Da mesma forma, uma obstrução dos ovidutos (trompas)
consecutiva a uma salpingite (inflamação das trompas
por exemplo) pode impedir a progressão dos óvulos.
As
anomalias da nidação
Uma vez fecundados os óvulos, os ovos sofrem várias
divisões mas ficam livres nos cornos uterinos antes de
se implantarem na mucosa uterina. Esta deve estar pronta para
recebê-los para permitir a formação de placentas
e portanto do fornecimento nutritivo necessário ao desenvolvimento
dos embriões.
Vários obstáculos (infecção, hiperplasia
glandular e cística, etc.) podem perturbar esta etapa.

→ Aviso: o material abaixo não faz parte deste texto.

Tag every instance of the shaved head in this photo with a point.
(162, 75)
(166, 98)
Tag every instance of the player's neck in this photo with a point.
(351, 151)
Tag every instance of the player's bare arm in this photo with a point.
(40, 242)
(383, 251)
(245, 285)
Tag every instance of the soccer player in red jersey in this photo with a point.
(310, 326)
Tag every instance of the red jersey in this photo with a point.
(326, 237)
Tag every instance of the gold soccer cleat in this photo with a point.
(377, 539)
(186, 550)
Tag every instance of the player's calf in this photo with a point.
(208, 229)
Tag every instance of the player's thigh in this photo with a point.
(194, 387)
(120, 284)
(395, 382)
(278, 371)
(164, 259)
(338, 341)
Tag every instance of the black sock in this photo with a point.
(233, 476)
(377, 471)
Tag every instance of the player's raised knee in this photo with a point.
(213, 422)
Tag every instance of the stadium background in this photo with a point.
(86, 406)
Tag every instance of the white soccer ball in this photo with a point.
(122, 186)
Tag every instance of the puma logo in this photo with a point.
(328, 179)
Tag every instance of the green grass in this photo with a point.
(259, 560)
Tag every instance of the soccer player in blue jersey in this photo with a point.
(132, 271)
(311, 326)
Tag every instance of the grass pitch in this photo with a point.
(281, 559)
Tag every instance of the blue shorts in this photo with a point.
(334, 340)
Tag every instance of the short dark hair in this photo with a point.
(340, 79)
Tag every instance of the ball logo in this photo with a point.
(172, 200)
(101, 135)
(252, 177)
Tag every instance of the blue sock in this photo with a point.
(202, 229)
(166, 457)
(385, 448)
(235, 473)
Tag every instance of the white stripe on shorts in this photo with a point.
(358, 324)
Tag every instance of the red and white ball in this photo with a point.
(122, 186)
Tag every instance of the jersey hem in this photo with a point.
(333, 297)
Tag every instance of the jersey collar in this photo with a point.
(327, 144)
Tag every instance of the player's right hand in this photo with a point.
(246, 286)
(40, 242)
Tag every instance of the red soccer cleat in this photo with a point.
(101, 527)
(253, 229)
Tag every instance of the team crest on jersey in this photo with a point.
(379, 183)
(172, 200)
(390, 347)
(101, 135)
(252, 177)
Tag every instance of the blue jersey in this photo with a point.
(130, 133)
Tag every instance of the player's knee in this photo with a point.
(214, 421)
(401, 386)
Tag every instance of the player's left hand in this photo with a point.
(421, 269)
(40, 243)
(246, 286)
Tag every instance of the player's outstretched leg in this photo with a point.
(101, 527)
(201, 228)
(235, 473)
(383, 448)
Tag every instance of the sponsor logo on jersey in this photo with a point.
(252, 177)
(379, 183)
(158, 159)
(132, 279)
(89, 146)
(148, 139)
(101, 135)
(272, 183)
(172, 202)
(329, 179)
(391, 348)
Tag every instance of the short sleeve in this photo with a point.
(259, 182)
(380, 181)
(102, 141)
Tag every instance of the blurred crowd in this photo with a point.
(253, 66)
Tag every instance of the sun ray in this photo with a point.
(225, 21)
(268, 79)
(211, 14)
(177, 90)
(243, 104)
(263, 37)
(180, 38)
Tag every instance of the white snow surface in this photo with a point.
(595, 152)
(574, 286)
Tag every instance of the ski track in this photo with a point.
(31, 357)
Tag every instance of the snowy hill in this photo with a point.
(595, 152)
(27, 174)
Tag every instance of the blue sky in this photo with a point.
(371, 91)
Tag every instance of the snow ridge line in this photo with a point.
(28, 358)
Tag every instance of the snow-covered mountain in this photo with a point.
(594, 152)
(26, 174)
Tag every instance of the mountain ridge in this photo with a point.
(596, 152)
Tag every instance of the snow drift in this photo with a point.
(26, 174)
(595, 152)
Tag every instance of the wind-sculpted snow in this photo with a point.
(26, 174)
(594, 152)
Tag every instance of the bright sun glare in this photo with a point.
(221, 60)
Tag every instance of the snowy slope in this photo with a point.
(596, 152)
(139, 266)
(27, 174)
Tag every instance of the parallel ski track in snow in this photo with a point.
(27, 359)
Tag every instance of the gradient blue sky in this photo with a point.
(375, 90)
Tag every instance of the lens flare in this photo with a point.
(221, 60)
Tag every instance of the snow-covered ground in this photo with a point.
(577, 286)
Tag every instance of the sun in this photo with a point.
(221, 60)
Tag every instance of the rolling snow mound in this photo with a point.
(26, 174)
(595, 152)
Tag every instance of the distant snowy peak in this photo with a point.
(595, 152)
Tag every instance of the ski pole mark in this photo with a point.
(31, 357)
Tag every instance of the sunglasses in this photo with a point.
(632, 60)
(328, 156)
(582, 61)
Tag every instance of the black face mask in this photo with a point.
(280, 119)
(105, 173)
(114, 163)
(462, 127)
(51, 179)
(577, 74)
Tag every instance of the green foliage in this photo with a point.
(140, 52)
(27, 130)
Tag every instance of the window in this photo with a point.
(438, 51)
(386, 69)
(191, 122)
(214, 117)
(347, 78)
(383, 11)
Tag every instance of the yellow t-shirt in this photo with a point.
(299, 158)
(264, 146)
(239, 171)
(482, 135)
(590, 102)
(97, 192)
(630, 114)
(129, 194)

Da mesma forma, o útero de cadelas que têm cios muito
próximos uns dos outros não dispõe de um
tempo suficiente para retomar a sua forma inicial e não
está portanto apto a receber os embriões. Um tratamento
com progesterona permite então impor ao útero destas
cadelas um descanso de compensação necessário
à sua maturação.
Algumas carências alimentares (vitaminas A e E) poderiam
intervir nesta etapa, mas geralmente provocam anteriormente sintomas
muito mais aparentes e evocados de má nutrição.
As
anomalias da gestação
Os primeiros dias do desenvolvimento dos filhotes constituem a
embriogênese e correspondem à diferenciação
dos seus tecidos. Compreende-se que, durante este período,
os fetos sejam especialmente sensíveis a todas as doenças
ou a todas as intoxicações que poderiam afetar sua
mãe.
Para diminuir estes riscos de mortalidade (reabsorção
embrionária, aborto) ou de má formações
(teratogênese) é aconselhável se abster de
qualquer tratamento medicamentoso durante os vinte primeiros dias
de gestação.
Várias outras causas podem igualmente estar na origem de
uma interrupção da gestação:
· incompatibilidade genética entre o macho e a fêmea
que possuem ambos uma tara recessiva letal tornando os embriões
homozigotos não viáveis;
· certas anomalias cromossômicas;
· uns cem números de germes considerados abortivos
ou teratogênicos:
- vírus: herpes, vírus da cinomose,
- parasitas: toxoplasmas,
- bactérias: salmonelas, pasteurelas,
- alguns deles assumem proporções epizoóticas
tais como a brucelose canina nos Estados Unidos;
· todos os traumatismos, sejam eles físicos ou psicológicos,
podem às vezes provocar abortos completos ou parciais (expulsão
de uma parte da ninhada e prosseguimento da gestação
a termo);
· involução do corpo lúteo que secreta
a progesterona, indispensável à cadela durante toda
a gestação.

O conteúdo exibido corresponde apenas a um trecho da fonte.